The virtual memory subsystem is part of the processor and can provide a virtual address space to each process, this kind of makes each process think it’s alone within the system. The main storage from the process perspective becomes one contiguous address space or collection of contiguous segments of memory.
The part of the CPU that implements the virtual address space is the Memory Management Unit (MMU). The operating system has to manage the virtual address spaces and assign them with real memory, the CPU has the capabilities here to automatically translate virtual addresses into physical addresses. A very beneficial part of this is that the main memory can be extended further than the real main memory’s capacity by utilizing disk storage.
The way the CPU looks up a physical address is by walking a set of hierarchically organized directories.
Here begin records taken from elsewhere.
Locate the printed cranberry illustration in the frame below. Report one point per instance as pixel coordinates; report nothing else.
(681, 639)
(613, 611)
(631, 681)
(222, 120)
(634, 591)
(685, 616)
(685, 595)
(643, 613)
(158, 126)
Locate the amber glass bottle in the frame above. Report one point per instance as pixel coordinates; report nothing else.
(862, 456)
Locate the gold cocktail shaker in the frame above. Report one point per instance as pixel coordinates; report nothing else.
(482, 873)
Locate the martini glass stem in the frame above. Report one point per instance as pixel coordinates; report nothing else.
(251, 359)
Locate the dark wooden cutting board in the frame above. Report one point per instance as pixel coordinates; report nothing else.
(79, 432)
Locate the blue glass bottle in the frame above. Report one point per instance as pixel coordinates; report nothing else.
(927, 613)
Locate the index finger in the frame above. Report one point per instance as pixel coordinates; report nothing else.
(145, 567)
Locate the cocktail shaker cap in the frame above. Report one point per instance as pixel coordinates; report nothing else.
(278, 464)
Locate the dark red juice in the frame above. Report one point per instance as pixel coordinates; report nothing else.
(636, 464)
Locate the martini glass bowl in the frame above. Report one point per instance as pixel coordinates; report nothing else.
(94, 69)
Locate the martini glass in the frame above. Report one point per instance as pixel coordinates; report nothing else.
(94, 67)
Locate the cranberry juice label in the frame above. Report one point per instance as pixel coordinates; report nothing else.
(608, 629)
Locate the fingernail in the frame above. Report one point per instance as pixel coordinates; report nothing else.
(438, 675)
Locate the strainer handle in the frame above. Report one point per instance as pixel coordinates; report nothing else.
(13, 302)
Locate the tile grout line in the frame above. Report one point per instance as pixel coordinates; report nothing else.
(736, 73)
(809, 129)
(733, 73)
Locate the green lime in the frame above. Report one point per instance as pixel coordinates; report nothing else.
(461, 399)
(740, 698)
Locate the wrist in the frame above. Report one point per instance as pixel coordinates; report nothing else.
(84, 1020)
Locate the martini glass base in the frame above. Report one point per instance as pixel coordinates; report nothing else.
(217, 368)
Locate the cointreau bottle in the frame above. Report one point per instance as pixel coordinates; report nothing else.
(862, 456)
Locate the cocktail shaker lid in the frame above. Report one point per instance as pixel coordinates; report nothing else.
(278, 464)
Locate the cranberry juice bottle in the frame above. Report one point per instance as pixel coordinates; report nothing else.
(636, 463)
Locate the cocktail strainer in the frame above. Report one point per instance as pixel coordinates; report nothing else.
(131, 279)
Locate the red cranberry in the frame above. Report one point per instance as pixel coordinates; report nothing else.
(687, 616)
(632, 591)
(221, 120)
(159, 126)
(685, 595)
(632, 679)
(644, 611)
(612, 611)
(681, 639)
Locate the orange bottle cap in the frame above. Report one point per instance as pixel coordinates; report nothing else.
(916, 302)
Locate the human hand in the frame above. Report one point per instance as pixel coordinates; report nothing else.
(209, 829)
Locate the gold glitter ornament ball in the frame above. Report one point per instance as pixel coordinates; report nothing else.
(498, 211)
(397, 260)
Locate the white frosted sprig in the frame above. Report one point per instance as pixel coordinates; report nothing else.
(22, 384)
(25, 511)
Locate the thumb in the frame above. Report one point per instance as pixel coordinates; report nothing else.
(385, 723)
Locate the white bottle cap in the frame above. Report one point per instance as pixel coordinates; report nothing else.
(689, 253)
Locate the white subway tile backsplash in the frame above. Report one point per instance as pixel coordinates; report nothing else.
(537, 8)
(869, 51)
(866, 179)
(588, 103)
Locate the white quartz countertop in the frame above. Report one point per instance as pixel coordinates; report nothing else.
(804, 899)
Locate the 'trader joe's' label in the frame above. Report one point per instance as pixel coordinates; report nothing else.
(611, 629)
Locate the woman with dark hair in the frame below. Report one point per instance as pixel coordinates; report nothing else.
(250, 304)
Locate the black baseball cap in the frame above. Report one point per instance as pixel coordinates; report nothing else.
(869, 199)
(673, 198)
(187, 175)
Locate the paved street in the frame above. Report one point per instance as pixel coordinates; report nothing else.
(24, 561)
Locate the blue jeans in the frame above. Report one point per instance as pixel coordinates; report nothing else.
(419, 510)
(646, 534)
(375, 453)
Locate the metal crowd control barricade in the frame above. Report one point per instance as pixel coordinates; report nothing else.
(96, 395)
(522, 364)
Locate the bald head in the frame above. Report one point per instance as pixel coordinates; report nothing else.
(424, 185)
Taken from Drepper, Ulrich. “What Every Programmer Should Know About Memory.” (2007).
The above figure displays how a 64-bit address maps into the different directories. First, the top bits of the address are removed and used as a lookup inside the root directory which is the L4 Directory in this image.
When inside the L4 directory we will determine if it’s a valid address if it’s not we will stop because of a page fault while if it’s valid we will use those bits to lookup which L3 directory we are going to look at. The process is then repeated by using the Level 3 Index in the L3 directory. Once the process has been repeated the L1 directory will find out where the memory is in physical memory, the remaining bits of the virtual address are then used as an offset within the resulting page.
With all the caching we’ve gone through earlier that is great we don’t have to read memory that often but if we would have to perform four reads instead of one because of looking up physical memory addresses that would be very inefficient.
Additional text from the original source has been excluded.